Inside the Hashemite's "Inner Circle": Will it ensure Jordan's stability?
Although it appears that Jordan has survived the Arab uprisings thus far, all is not well in the Hashemite kingdom. Over the past 20 years, its political economy has changed profoundly, putting pressure on the foundations of regime stability. The state in Jordan has been retreating from many citizens’ economic lives, shrinking its circle of privilege and patronage, and leaving the population to fend for itself in a dysfunctional economy.
Worryingly, the segment of the population most affected is the monarchy’s base, which sees the Palestinian-Jordanian population as benefiting from the new status quo. Jordan is also coping with hundreds of thousands of Syrian refugees, many of whom may remain in the country long-term. However, the real danger to the monarchy’s stability is not the immediate cost of refugee care, but the alienation of its traditional power base.
The bloodshed that has followed a peaceful uprising in Syria is helping contain the Jordanian people’s appetite for political change. Rather than use this to scare its public into accepting an unsustainable status quo, the regime ought to use this breathing space to take the political risks associated with transforming its institutions and reimagining its relationship with its citizens.
The brewing crisis in Jordan calls for political creativity and boldness that the monarchy and its allies have yet to show. Simply put, Jordan needs a new social contract if it is to survive economically and politically. If it succeeds, it may present a much-needed transition model for other Arab countries. If it fails, or fails to try, the monarchy may well survive and muddle on, but only until its economic and political problems begin to fuel serious civil unrest.
Compared to conflict-ridden states such as Libya, Egypt, Yemen and Syria, Jordan is relatively well-placed to experiment with managed political and economic transition, and to renegotiate the social contract between state and citizen. More broadly, Jordan’s case highlights the importance of understanding and addressing the political economy of stability and change in the Arab world.
Too often, regional analysis focuses on geopolitics, the high politics of regime and party elites, and basic macroeconomic trends and indicators, at the expense of a rich and nuanced understanding of how ordinary Arabs navigate the economy and public life.
Integrating political economy analysis would allow policymakers to see how economic reforms impact political stability, and helps explain why, despite implementing some pro-market reforms, no Arab states have yet succeeded in creating dynamic, inclusive free-market economies. If policymakers hope to influence Jordan effectively and responsibly, they need to account for the links between the political and economic foundations of regime stability.

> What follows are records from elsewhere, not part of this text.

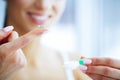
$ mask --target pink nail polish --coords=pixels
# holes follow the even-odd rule
[[[91,64],[91,63],[92,63],[92,60],[91,60],[91,59],[85,59],[85,60],[84,60],[84,63],[85,63],[85,64]]]
[[[4,32],[9,32],[9,31],[11,31],[11,30],[13,30],[13,29],[14,29],[13,26],[7,26],[7,27],[3,28],[2,30],[3,30]]]
[[[79,68],[80,70],[83,70],[83,71],[86,71],[88,69],[87,66],[84,66],[84,65],[81,65]]]

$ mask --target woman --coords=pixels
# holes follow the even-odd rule
[[[6,27],[0,32],[1,80],[6,78],[8,80],[69,80],[67,77],[69,73],[63,68],[62,54],[40,43],[40,35],[46,29],[37,28],[38,25],[49,28],[55,23],[64,11],[66,0],[6,0],[6,2],[6,25],[13,25],[16,32],[12,31],[13,27]],[[78,55],[67,55],[70,60],[79,59]],[[25,65],[26,60],[27,65]],[[86,61],[91,63],[90,59]],[[88,65],[88,70],[86,66],[80,69],[91,73],[90,66]],[[20,69],[21,67],[23,68]],[[16,70],[18,70],[16,74],[12,75]],[[9,75],[12,77],[8,77]],[[76,80],[91,80],[79,69],[74,70],[71,76]]]
[[[5,74],[2,75],[1,79],[6,79],[8,75],[11,75],[11,72],[18,70],[8,80],[67,80],[62,55],[41,44],[40,35],[46,29],[38,29],[39,25],[49,28],[59,19],[64,11],[66,0],[6,0],[6,3],[7,17],[5,25],[13,25],[16,32],[12,31],[13,27],[6,27],[1,30],[1,32],[7,30],[5,37],[2,38],[2,40],[7,41],[1,41],[4,51],[1,51],[2,49],[0,51],[8,56],[4,58],[4,54],[1,55],[1,58],[4,58],[2,63],[5,64],[1,66],[3,67],[2,70],[5,70]],[[18,38],[17,33],[19,33],[20,38]],[[3,36],[3,34],[1,35]],[[7,46],[10,48],[6,49]],[[12,55],[9,57],[10,51]],[[71,56],[70,59],[75,58]],[[76,56],[76,59],[79,59],[79,56]],[[25,65],[26,60],[27,65]],[[20,69],[21,67],[23,68]],[[86,68],[84,67],[83,69]],[[78,80],[91,80],[80,70],[74,71],[74,73],[75,78]],[[86,76],[86,78],[83,76]]]

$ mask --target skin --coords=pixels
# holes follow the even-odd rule
[[[11,74],[26,65],[26,58],[21,48],[44,31],[44,29],[35,29],[24,36],[18,37],[16,31],[0,30],[0,80],[7,79]]]
[[[64,11],[65,3],[66,0],[7,0],[7,25],[13,25],[16,32],[10,30],[6,33],[3,32],[3,30],[0,30],[1,80],[8,78],[8,75],[12,75],[13,72],[25,66],[26,59],[27,66],[16,73],[13,78],[9,78],[9,80],[66,80],[64,70],[61,69],[61,60],[58,55],[46,49],[45,50],[48,52],[42,52],[42,50],[40,50],[40,35],[45,30],[36,29],[38,25],[44,25],[46,28],[49,28],[53,23],[56,23]],[[38,15],[44,15],[44,17],[47,18],[45,21],[39,21],[34,17],[33,20],[33,17],[31,19],[31,15],[37,15],[37,17]],[[17,33],[20,37],[18,37]],[[3,42],[3,40],[6,42]],[[102,61],[102,59],[100,59],[100,61]],[[114,60],[112,61],[115,62]],[[104,63],[104,61],[102,62]],[[93,63],[96,64],[94,59]],[[106,66],[109,67],[110,65]],[[99,73],[97,70],[100,68],[95,69],[95,76],[92,76],[92,68],[94,67],[91,65],[88,66],[88,75],[93,79],[100,80],[100,77],[96,77],[96,74]],[[114,69],[115,68],[116,66]],[[104,72],[104,68],[102,70]],[[53,75],[51,73],[56,74]],[[21,78],[23,74],[26,74],[26,77]],[[39,76],[37,76],[38,74]],[[99,74],[108,78],[108,76],[102,72]],[[118,78],[118,76],[111,77]],[[103,78],[103,80],[107,80],[106,78]],[[108,79],[110,80],[111,78]]]
[[[28,74],[26,76],[29,76],[31,80],[34,80],[34,79],[39,80],[40,76],[36,77],[36,74],[33,74],[34,70],[31,70],[31,67],[36,69],[36,67],[43,66],[41,67],[40,71],[39,69],[35,70],[37,71],[38,74],[39,72],[42,72],[41,70],[46,71],[47,69],[47,68],[44,69],[45,65],[43,64],[44,63],[43,60],[36,61],[36,56],[38,56],[38,54],[41,53],[41,55],[43,55],[42,52],[40,51],[41,44],[39,42],[41,38],[40,35],[44,31],[46,31],[46,29],[38,29],[37,27],[38,25],[44,25],[46,28],[49,28],[50,25],[55,23],[64,11],[66,0],[51,0],[51,1],[49,0],[12,0],[12,1],[6,0],[6,2],[7,2],[7,25],[13,25],[15,32],[13,30],[10,30],[9,32],[6,33],[6,32],[3,32],[3,30],[0,30],[2,33],[0,34],[1,35],[0,36],[0,39],[1,39],[0,40],[1,41],[0,42],[1,43],[0,45],[0,53],[1,53],[0,79],[1,80],[7,79],[9,76],[12,75],[12,73],[20,70],[24,66],[24,68],[22,69],[23,70],[22,72],[18,72],[18,74],[13,76],[13,78],[11,79],[8,78],[8,79],[9,80],[16,80],[16,79],[27,80],[24,77],[23,79],[21,79],[20,77],[23,73],[26,73]],[[42,22],[42,20],[37,20],[35,18],[34,20],[32,20],[33,17],[31,19],[31,15],[45,16],[47,18],[45,19],[45,21]],[[18,34],[20,35],[20,37],[18,37]],[[5,40],[6,42],[3,42],[3,40]],[[28,48],[29,50],[27,50]],[[36,53],[36,55],[34,55],[33,53]],[[30,56],[32,56],[32,59],[30,58]],[[25,66],[26,59],[27,59],[27,66]],[[41,63],[41,65],[37,64],[38,61]],[[50,61],[49,58],[47,58],[46,61]],[[58,63],[56,65],[60,64],[58,59],[56,60],[55,63]],[[48,67],[47,72],[50,74],[51,74],[52,67],[53,66]],[[59,66],[59,68],[61,67]],[[59,68],[57,70],[59,70]],[[30,72],[27,72],[26,71],[27,69],[30,69],[28,70]],[[59,72],[60,74],[63,74],[62,69],[60,69],[57,72]],[[62,75],[62,77],[56,76],[56,78],[59,78],[59,77],[61,80],[64,80],[62,79],[64,75]]]
[[[86,73],[94,80],[119,80],[120,60],[111,58],[91,58],[92,64]]]
[[[20,35],[33,30],[38,25],[49,28],[63,13],[65,4],[66,0],[7,0],[7,25],[13,25]],[[31,20],[31,14],[45,16],[47,19],[44,23],[36,23]]]

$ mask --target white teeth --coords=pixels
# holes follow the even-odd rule
[[[37,19],[37,20],[46,20],[47,16],[36,16],[36,15],[32,15],[33,18]]]

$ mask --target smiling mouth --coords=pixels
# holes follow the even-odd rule
[[[49,20],[52,16],[51,15],[43,15],[43,14],[36,14],[36,13],[28,13],[30,20],[37,24],[43,25]]]

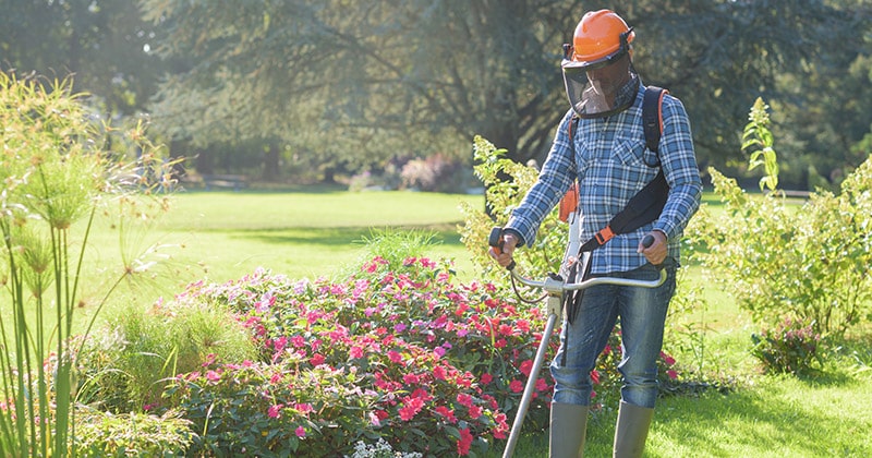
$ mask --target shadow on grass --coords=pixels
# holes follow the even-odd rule
[[[341,227],[341,228],[281,228],[251,229],[227,231],[230,237],[254,240],[272,244],[307,244],[320,246],[342,246],[348,244],[365,244],[364,238],[371,238],[379,228]],[[462,246],[456,224],[427,226],[396,227],[393,229],[422,231],[433,233],[434,244]]]
[[[782,450],[780,456],[868,456],[863,451],[872,451],[868,441],[851,441],[865,437],[869,425],[852,422],[850,412],[837,407],[821,409],[820,403],[778,391],[771,386],[662,400],[655,426],[658,446],[646,453],[675,456],[679,447],[700,450],[697,456],[725,457],[735,456],[737,449]]]

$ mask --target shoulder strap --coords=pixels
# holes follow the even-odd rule
[[[646,164],[650,167],[659,167],[659,142],[663,133],[663,97],[668,91],[647,86],[642,100],[642,124],[645,130],[645,145],[657,154],[657,164]],[[582,244],[580,252],[592,251],[604,245],[619,233],[632,232],[640,227],[657,219],[666,205],[669,194],[669,184],[661,170],[647,185],[642,188],[620,213],[611,218],[608,226],[600,230],[594,238]]]
[[[663,97],[669,92],[657,86],[645,87],[642,100],[642,126],[645,130],[645,145],[657,153],[663,133]]]
[[[669,94],[669,91],[657,86],[645,87],[645,95],[642,99],[642,126],[645,131],[645,145],[649,149],[657,153],[661,144],[661,134],[663,133],[663,97]],[[579,117],[572,114],[569,124],[567,124],[567,133],[569,134],[569,144],[576,147],[576,131],[579,125]]]

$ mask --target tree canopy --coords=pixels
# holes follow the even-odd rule
[[[8,67],[76,71],[78,87],[126,100],[111,104],[124,112],[150,97],[158,131],[204,148],[259,144],[272,156],[366,168],[403,155],[469,157],[480,134],[517,161],[542,160],[568,107],[561,44],[585,10],[600,8],[634,27],[643,82],[685,103],[703,165],[741,157],[748,109],[761,96],[785,138],[788,180],[803,164],[822,173],[858,165],[872,126],[868,0],[0,7]]]

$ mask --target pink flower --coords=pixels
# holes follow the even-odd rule
[[[294,410],[296,410],[298,412],[300,412],[300,413],[302,413],[304,415],[315,411],[315,409],[308,402],[296,403],[296,405],[293,406],[293,408],[294,408]]]
[[[221,374],[215,371],[206,371],[206,379],[209,382],[218,382],[221,379]]]
[[[479,406],[471,406],[470,407],[470,418],[475,420],[479,417],[482,417],[482,408]]]
[[[455,411],[449,409],[449,408],[447,408],[447,407],[445,407],[445,406],[437,407],[436,408],[436,413],[445,417],[445,420],[448,421],[448,423],[451,423],[451,424],[457,423],[457,417],[455,417]]]
[[[457,402],[465,408],[472,407],[472,396],[465,393],[459,393],[457,395]]]
[[[472,446],[472,433],[470,433],[469,427],[464,427],[460,430],[460,439],[457,442],[457,454],[460,456],[469,455],[471,446]]]
[[[664,353],[663,351],[661,351],[661,358],[663,358],[663,362],[665,362],[666,365],[675,364],[675,358]]]
[[[405,398],[403,407],[399,409],[400,420],[412,420],[421,409],[424,408],[424,400],[421,398]]]
[[[448,378],[448,374],[445,372],[445,367],[440,365],[433,367],[433,376],[440,381]]]
[[[525,360],[521,363],[521,366],[518,367],[522,374],[530,376],[530,371],[533,369],[533,360]]]
[[[538,389],[540,391],[548,389],[548,382],[545,382],[545,378],[536,379],[536,389]]]
[[[600,372],[595,369],[591,371],[591,382],[593,382],[594,385],[600,385]]]
[[[267,411],[267,415],[269,415],[270,419],[277,419],[277,418],[281,417],[281,408],[282,407],[284,407],[284,406],[282,406],[280,403],[269,406],[269,410]]]
[[[349,350],[348,353],[349,353],[349,355],[351,358],[354,358],[354,359],[363,358],[363,348],[360,347],[360,346],[351,347],[351,350]]]

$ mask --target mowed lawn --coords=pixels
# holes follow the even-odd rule
[[[169,202],[169,210],[145,228],[97,219],[85,257],[86,302],[98,300],[101,285],[118,277],[121,254],[131,258],[152,246],[157,250],[144,262],[157,264],[125,282],[112,303],[147,304],[192,281],[235,280],[259,267],[293,279],[341,275],[363,261],[364,240],[388,228],[432,233],[428,255],[455,260],[459,277],[470,280],[474,269],[457,230],[459,205],[484,206],[481,195],[324,188],[180,192]]]
[[[145,230],[98,221],[86,250],[76,327],[97,311],[105,292],[100,285],[118,277],[119,254],[130,257],[152,245],[159,250],[144,261],[159,264],[135,276],[137,281],[123,284],[102,313],[149,306],[191,281],[230,281],[258,267],[290,278],[338,276],[363,260],[363,239],[385,228],[432,231],[440,243],[429,255],[453,258],[460,280],[469,281],[475,272],[457,232],[461,202],[484,205],[480,195],[412,192],[180,193],[172,197],[170,212]],[[486,250],[485,241],[481,249]],[[662,399],[646,456],[872,456],[870,333],[839,349],[819,377],[765,376],[749,352],[750,335],[759,329],[747,314],[710,287],[699,268],[689,269],[688,279],[705,287],[708,308],[691,318],[707,330],[704,349],[676,357],[679,363],[702,365],[704,372],[734,381],[737,389]],[[8,320],[7,311],[2,318]],[[591,420],[588,456],[610,455],[614,419],[615,412],[603,412]],[[498,456],[499,447],[487,456]],[[523,437],[516,456],[546,457],[547,434]]]

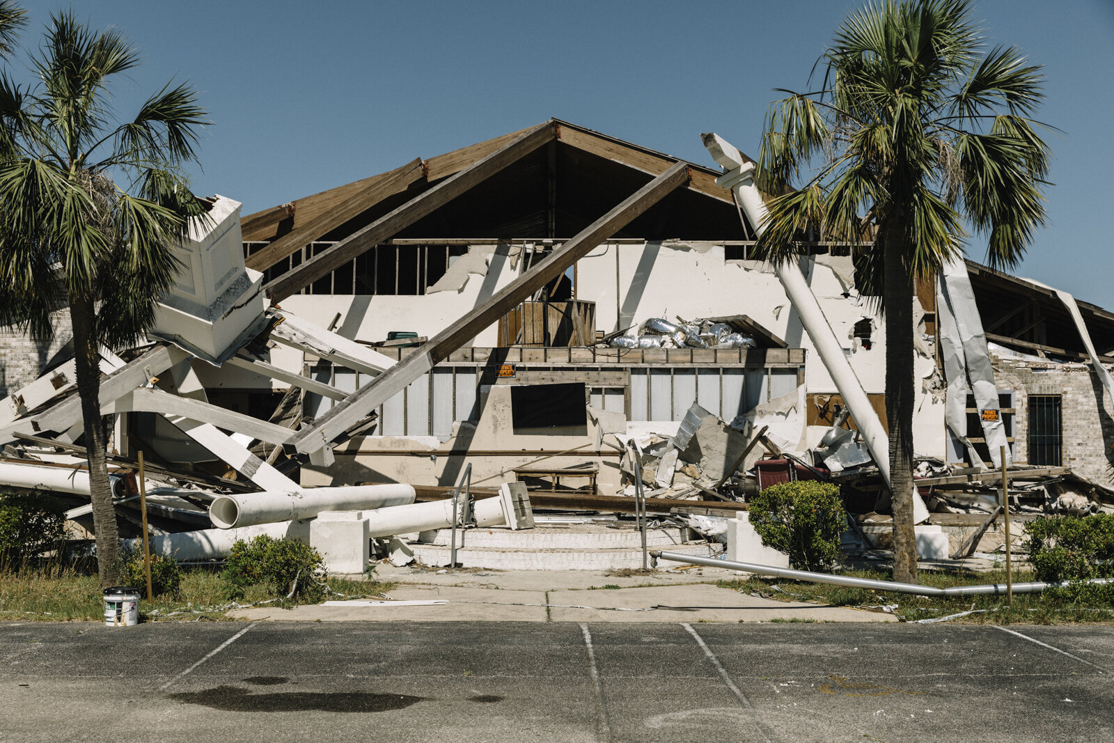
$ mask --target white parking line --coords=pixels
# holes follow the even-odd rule
[[[749,698],[746,698],[746,695],[743,694],[743,692],[737,686],[735,686],[735,682],[731,681],[731,676],[727,675],[726,668],[724,668],[723,664],[720,663],[720,658],[715,657],[715,654],[712,653],[712,648],[707,646],[707,643],[704,642],[704,638],[696,634],[696,630],[693,629],[693,626],[691,624],[681,623],[681,626],[684,627],[685,632],[692,635],[693,639],[696,641],[696,644],[701,646],[701,649],[704,651],[704,655],[706,655],[707,659],[712,662],[712,665],[715,666],[715,669],[720,672],[720,677],[723,680],[723,683],[727,685],[727,688],[730,688],[731,693],[735,695],[735,698],[739,700],[739,703],[744,707],[746,707],[747,710],[750,710],[751,712],[754,712],[754,705],[751,703]],[[765,727],[762,725],[762,723],[759,722],[758,714],[754,715],[754,727],[755,730],[759,731],[759,733],[761,733],[762,737],[765,741],[770,742],[771,740],[770,735],[766,733]]]
[[[219,645],[217,645],[216,647],[214,647],[201,661],[198,661],[194,665],[189,666],[188,668],[186,668],[185,671],[183,671],[177,676],[175,676],[170,681],[166,682],[162,686],[159,686],[158,691],[165,692],[166,690],[170,688],[170,686],[173,686],[176,682],[178,682],[178,681],[185,678],[186,676],[188,676],[189,674],[192,674],[197,668],[197,666],[199,666],[201,664],[205,663],[211,657],[213,657],[214,655],[216,655],[217,653],[219,653],[224,648],[228,647],[233,643],[235,643],[237,639],[240,639],[244,635],[245,632],[247,632],[248,629],[251,629],[252,627],[254,627],[257,624],[258,624],[258,622],[253,622],[252,624],[247,625],[246,627],[244,627],[243,629],[241,629],[240,632],[237,632],[235,635],[233,635],[228,639],[224,641],[223,643],[221,643]]]
[[[612,725],[607,720],[607,703],[604,701],[604,685],[599,683],[599,671],[596,668],[596,651],[592,646],[592,633],[588,625],[580,623],[580,632],[584,633],[584,645],[588,648],[588,673],[592,674],[592,683],[596,687],[596,708],[599,717],[599,740],[608,743],[612,740]]]
[[[1028,635],[1023,635],[1023,634],[1022,634],[1022,633],[1019,633],[1019,632],[1014,632],[1013,629],[1006,629],[1005,627],[1003,627],[1003,626],[999,626],[999,625],[995,625],[995,626],[997,626],[997,627],[998,627],[998,629],[1000,629],[1000,630],[1003,630],[1003,632],[1008,632],[1008,633],[1009,633],[1010,635],[1017,635],[1017,636],[1018,636],[1018,637],[1020,637],[1022,639],[1027,639],[1027,641],[1029,641],[1030,643],[1036,643],[1036,644],[1037,644],[1037,645],[1039,645],[1040,647],[1047,647],[1047,648],[1048,648],[1049,651],[1054,651],[1054,652],[1056,652],[1056,653],[1059,653],[1061,655],[1066,655],[1067,657],[1072,658],[1073,661],[1078,661],[1079,663],[1086,663],[1086,664],[1087,664],[1088,666],[1091,666],[1092,668],[1095,668],[1095,669],[1097,669],[1097,671],[1098,671],[1098,673],[1103,673],[1103,674],[1104,674],[1104,673],[1106,673],[1105,671],[1103,671],[1103,669],[1102,669],[1102,667],[1100,667],[1100,666],[1096,666],[1096,665],[1095,665],[1094,663],[1092,663],[1091,661],[1084,661],[1084,659],[1083,659],[1083,658],[1081,658],[1081,657],[1079,657],[1078,655],[1072,655],[1072,654],[1071,654],[1071,653],[1068,653],[1067,651],[1062,651],[1062,649],[1059,649],[1058,647],[1053,647],[1053,646],[1052,646],[1052,645],[1049,645],[1048,643],[1042,643],[1042,642],[1040,642],[1039,639],[1034,639],[1033,637],[1029,637]]]

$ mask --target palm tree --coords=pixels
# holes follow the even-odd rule
[[[119,539],[99,346],[150,326],[180,267],[170,245],[204,212],[179,169],[205,120],[194,90],[168,85],[134,119],[113,116],[108,86],[138,62],[119,32],[62,12],[31,56],[35,82],[0,75],[0,322],[50,338],[51,311],[69,305],[102,585],[117,580]]]
[[[1017,263],[1044,222],[1049,151],[1029,116],[1038,66],[986,50],[966,0],[883,0],[853,12],[813,70],[766,117],[759,178],[769,206],[759,251],[788,261],[808,228],[860,244],[857,282],[886,316],[886,416],[895,579],[916,581],[912,524],[911,297],[962,255],[965,222],[988,236],[994,266]],[[791,188],[801,177],[808,182]]]

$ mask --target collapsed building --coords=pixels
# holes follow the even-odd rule
[[[849,505],[879,544],[868,429],[885,433],[885,317],[857,287],[854,246],[805,235],[800,274],[834,352],[818,341],[817,316],[752,258],[759,221],[731,185],[553,119],[243,217],[217,197],[150,344],[105,352],[114,460],[141,449],[195,489],[164,511],[192,529],[247,522],[209,508],[221,493],[404,483],[411,501],[443,499],[466,472],[470,491],[501,488],[506,522],[530,522],[528,489],[534,508],[577,512],[648,496],[692,524],[744,509],[747,488],[823,477],[859,493]],[[937,553],[986,529],[999,446],[1032,512],[1065,496],[1104,508],[1114,314],[970,261],[910,302],[919,520],[951,529]],[[4,461],[72,468],[65,352],[2,343]],[[848,414],[852,397],[868,407]],[[407,507],[321,510],[392,506]]]

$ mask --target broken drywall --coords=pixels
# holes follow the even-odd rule
[[[465,255],[455,255],[449,258],[448,271],[444,272],[444,275],[437,283],[427,289],[426,293],[457,292],[459,294],[465,291],[469,276],[472,274],[478,276],[487,275],[488,258],[495,251],[495,245],[469,245],[468,253]]]

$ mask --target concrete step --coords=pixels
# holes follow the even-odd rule
[[[648,529],[646,546],[672,549],[685,542],[685,531],[677,527]],[[447,547],[452,529],[438,529],[437,538],[426,544]],[[457,547],[494,547],[500,549],[642,549],[642,536],[633,528],[608,528],[595,525],[569,527],[538,526],[512,531],[509,528],[481,528],[457,531]]]
[[[671,551],[707,557],[722,545],[704,542],[671,546]],[[414,559],[423,565],[448,565],[450,548],[441,545],[410,544]],[[457,548],[457,563],[462,567],[495,570],[614,570],[641,568],[642,549],[506,549],[468,546]]]

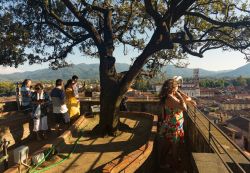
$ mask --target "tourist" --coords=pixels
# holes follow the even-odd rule
[[[196,102],[195,102],[191,97],[189,97],[188,95],[186,95],[184,92],[182,92],[182,91],[180,90],[181,87],[182,87],[182,83],[183,83],[182,77],[181,77],[181,76],[174,76],[173,79],[177,81],[177,83],[178,83],[178,88],[179,88],[179,89],[178,89],[178,92],[179,92],[179,93],[181,94],[181,96],[184,98],[185,102],[186,102],[186,103],[190,103],[190,104],[192,104],[193,106],[196,106],[196,105],[197,105]]]
[[[79,99],[79,88],[78,88],[78,85],[77,85],[77,81],[78,81],[78,76],[73,75],[72,76],[73,90],[74,90],[75,97],[77,99]]]
[[[127,100],[128,97],[126,96],[122,98],[122,101],[120,103],[120,111],[128,111]]]
[[[50,97],[53,105],[53,114],[56,122],[56,131],[58,133],[60,125],[69,123],[70,118],[68,108],[65,103],[65,93],[63,90],[63,80],[56,80],[56,87],[52,89]]]
[[[164,82],[160,92],[160,104],[162,106],[162,117],[160,124],[159,140],[159,162],[160,166],[166,164],[166,158],[171,149],[174,164],[180,158],[180,144],[184,141],[183,111],[187,110],[185,99],[178,92],[178,82],[168,79]]]
[[[70,118],[76,118],[80,115],[80,102],[75,96],[73,86],[73,81],[69,79],[65,85],[65,95]]]
[[[25,79],[21,86],[21,109],[29,110],[31,109],[31,80]]]
[[[36,133],[36,139],[41,140],[40,135],[47,139],[46,131],[48,130],[47,114],[49,109],[50,98],[49,95],[44,92],[43,85],[38,83],[35,85],[35,91],[32,93],[32,105],[33,105],[33,121],[34,129]]]

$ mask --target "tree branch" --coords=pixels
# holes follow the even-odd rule
[[[154,10],[151,0],[144,0],[144,4],[145,4],[146,12],[150,16],[152,16],[156,24],[162,21],[161,15],[157,11]]]
[[[240,21],[240,22],[220,22],[220,21],[211,19],[211,18],[209,18],[201,13],[197,13],[197,12],[185,12],[184,15],[202,18],[203,20],[205,20],[213,25],[228,26],[228,27],[233,27],[233,28],[237,28],[239,26],[250,27],[250,20]]]
[[[69,0],[62,0],[66,7],[74,14],[74,16],[82,22],[83,28],[85,28],[88,33],[91,35],[92,39],[94,40],[95,44],[97,45],[98,49],[103,53],[103,49],[101,48],[101,44],[103,40],[101,39],[100,34],[94,28],[93,24],[91,24],[85,17],[81,15],[81,13],[74,7],[74,5]]]

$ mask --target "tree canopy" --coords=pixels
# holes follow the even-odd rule
[[[188,54],[250,53],[248,0],[0,0],[0,65],[67,65],[73,48],[100,59],[100,131],[119,124],[122,95],[145,64],[153,71]],[[116,73],[118,46],[140,51]],[[30,52],[32,50],[33,52]],[[126,52],[126,51],[124,51]],[[216,63],[216,62],[212,62]],[[102,129],[105,130],[102,130]]]

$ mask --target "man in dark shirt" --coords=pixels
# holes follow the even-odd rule
[[[62,123],[69,123],[70,118],[68,114],[68,108],[65,104],[65,93],[63,91],[63,80],[56,80],[56,87],[50,93],[53,114],[56,121],[57,131],[59,130],[59,125]]]

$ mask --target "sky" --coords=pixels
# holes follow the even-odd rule
[[[67,58],[68,62],[73,64],[79,63],[99,63],[98,59],[84,57],[81,53],[75,49],[74,54],[70,54]],[[123,55],[120,48],[117,49],[114,56],[117,58],[117,63],[127,63],[131,64],[131,58],[138,55],[137,51],[129,50],[128,55]],[[244,55],[236,51],[222,51],[222,50],[211,50],[204,54],[203,58],[189,56],[188,58],[188,68],[202,68],[210,71],[220,71],[220,70],[233,70],[243,65],[246,65],[247,61],[244,59]],[[18,68],[10,68],[0,66],[0,74],[10,74],[14,72],[24,72],[24,71],[34,71],[38,69],[48,68],[48,63],[45,64],[35,64],[29,65],[24,64]]]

Reforming fundamentally conservative regimes of entrenched economic, political and bureaucratic elites is extremely difficult, and may even be impossible, but it has not yet been fully attempted in Jordan. The economic and institutional knowledge and expertise is available, however, and with sufficient political will, such a fundamental process of reform could be possible.
It may be wisest for Jordan to begin by building effective state institutions, a government of laws that can absorb and channel political mobilization. As the political system most conducive to sustained economic development, democracy should still be the end goal. To succeed, the government needs to build a supporting infrastructure that includes an empowered civil society and media able to hold public officials accountable; an equally-empowered judiciary and legal bureaucracy in which the security forces’ role is less dominant; a consistent and rationalized legal system and laws; a healthy middle class that includes East Bankers, and ultimately an electoral law giving rise to a more representative parliament that does not engender fears of Palestinian dominance.
When some of these suggestions were proposed in the National Agenda in 2005, it was described by its main architect as “dead on arrival.” Entrenched elites had no desire to compete in an open, meritocratic order, and higher authorities were unwilling to face the risks of proceeding anyway, and unable to devise bold and creative ways of co-opting opponents and recruiting new allies.
With an educated population, a monarchy that retains significant legitimacy, and a comparatively stable security environment, Jordan is a relatively strong candidate to become one of the first well-governed Arab countries.
This will be a painful, delicate process requiring total commitment from King Abdullah and his trusted advisors, and much more than cosmetic electoral reforms and sporadic anticorruption campaigns. It will involve building a nation of citizens with a stake in the state and economy.
At this time, the institutional prestige of the monarchy is protecting King Abdullah and his allies. However, if the regime were to use widespread, sustained violence against its people in the event of serious economic and political unrest, prestige would hardly guarantee its survival.
Undertaking an ambitious program to build a new political economy before such violence erupts would be in the long-term interest of the royal family, security establishment, old guard, new economic elite, and less privileged Jordanians of Palestinian origin.